Unless she could prevent the wound from bleeding, pulling that knife free would guarantee her mother’s death.
Ellysetta attempted to summon healing magic, only to bite back a cry as the Eld’s poisonous metal burned her flesh.
Sobbing, she yanked out the remaining exorcists’ needles and fumbled with the manacles.
The metal scorched her fingertips. She found the button that retracted the spikes digging into her wrists, but she couldn’t find the release catch. Where was the release catch?
She could feel her mother slipping away as the cold dark of death crept ever closer.
Rain spun a rapid series of five-fold weaves, trying to block the Eld from escaping the Well into the room, but there were too many.
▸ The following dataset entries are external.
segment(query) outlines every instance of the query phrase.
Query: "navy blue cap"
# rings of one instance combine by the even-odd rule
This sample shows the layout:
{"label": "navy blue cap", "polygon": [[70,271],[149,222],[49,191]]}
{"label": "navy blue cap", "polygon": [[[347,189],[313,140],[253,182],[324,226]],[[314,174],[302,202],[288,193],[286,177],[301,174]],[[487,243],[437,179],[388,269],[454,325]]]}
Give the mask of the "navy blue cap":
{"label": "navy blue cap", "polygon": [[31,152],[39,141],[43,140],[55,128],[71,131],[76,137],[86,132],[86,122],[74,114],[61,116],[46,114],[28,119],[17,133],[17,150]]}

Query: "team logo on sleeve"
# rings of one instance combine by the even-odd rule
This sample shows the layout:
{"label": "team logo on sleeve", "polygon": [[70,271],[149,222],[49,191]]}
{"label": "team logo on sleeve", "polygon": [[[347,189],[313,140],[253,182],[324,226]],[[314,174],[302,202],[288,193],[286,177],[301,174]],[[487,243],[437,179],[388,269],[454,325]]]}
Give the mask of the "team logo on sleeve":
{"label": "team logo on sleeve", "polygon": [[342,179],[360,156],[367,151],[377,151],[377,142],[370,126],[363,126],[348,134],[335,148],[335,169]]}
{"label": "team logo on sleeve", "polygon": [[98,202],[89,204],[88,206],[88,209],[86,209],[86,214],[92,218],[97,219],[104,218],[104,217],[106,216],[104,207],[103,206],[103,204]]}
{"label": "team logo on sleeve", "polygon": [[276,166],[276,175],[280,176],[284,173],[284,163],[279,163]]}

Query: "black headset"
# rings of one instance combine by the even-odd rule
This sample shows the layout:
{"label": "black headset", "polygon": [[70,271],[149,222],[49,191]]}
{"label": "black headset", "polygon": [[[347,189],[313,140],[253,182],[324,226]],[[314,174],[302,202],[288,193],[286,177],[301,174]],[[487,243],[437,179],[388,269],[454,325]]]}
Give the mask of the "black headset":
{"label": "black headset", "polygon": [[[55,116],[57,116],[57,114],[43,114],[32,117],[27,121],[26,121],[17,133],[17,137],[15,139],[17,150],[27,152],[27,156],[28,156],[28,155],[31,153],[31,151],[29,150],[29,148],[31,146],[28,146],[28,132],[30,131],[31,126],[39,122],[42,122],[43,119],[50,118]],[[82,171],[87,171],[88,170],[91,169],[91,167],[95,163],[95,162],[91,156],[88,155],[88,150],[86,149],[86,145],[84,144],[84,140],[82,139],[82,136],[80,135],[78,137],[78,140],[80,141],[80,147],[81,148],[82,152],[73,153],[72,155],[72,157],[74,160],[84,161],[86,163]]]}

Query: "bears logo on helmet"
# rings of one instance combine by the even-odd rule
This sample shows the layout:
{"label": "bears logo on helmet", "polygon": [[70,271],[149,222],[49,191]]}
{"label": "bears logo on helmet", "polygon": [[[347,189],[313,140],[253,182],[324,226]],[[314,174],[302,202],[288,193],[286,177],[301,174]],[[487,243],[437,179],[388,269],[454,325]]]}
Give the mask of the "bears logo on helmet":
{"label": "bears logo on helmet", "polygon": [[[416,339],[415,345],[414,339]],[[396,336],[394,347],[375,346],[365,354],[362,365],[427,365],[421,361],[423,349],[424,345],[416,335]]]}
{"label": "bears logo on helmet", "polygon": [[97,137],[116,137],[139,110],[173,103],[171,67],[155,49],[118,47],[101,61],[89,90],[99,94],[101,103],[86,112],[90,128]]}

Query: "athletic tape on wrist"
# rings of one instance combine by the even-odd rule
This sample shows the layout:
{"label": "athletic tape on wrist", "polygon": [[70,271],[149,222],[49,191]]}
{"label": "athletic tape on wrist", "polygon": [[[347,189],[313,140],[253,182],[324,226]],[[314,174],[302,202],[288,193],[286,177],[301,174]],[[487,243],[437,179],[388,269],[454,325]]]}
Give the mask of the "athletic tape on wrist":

The Primages peppered his weaves with Mage Fire, ripping holes in his defenses. Eld soldiers raced through, black swords raised.
A shadow flew at Rain from his right. He spun on his heel and brought the Fey’cha in his hand slashing up to greet it. His eyes widened with surprise.
Gaelen grunted and plowed into him, knocking Rain off his feet just as Mage Fire struck the exact spot where he’d been standing.
“Thank me later,” the former dahl’reisen quipped, patting Rain’s cheek before jumping to his feet.
“Fool. I could have killed you.”
“With black?” Gaelen snorted. “Not likely.” He pressed one hand to his side and wove green Earth to stem the flow of blood from the wound made by Rain’s Fey’cha.
With the other hand, he fired red Fey’cha in rapid succession at the enemy, bringing down the ones who’d gotten past Rain’s defenses, then firing more lethal blades into the Well.
Demons howled and swirled in a frenzy of hunger as blood poured from Eld wounds.
Chilling screams filled the Solarus as demons consumed the dying.
“Not that it was a bad strike,” Gaelen added.
“If you hadn’t pulled back, you’d have pierced both liver and kidney.
But black? In a fight? Your chatok should be ashamed. ”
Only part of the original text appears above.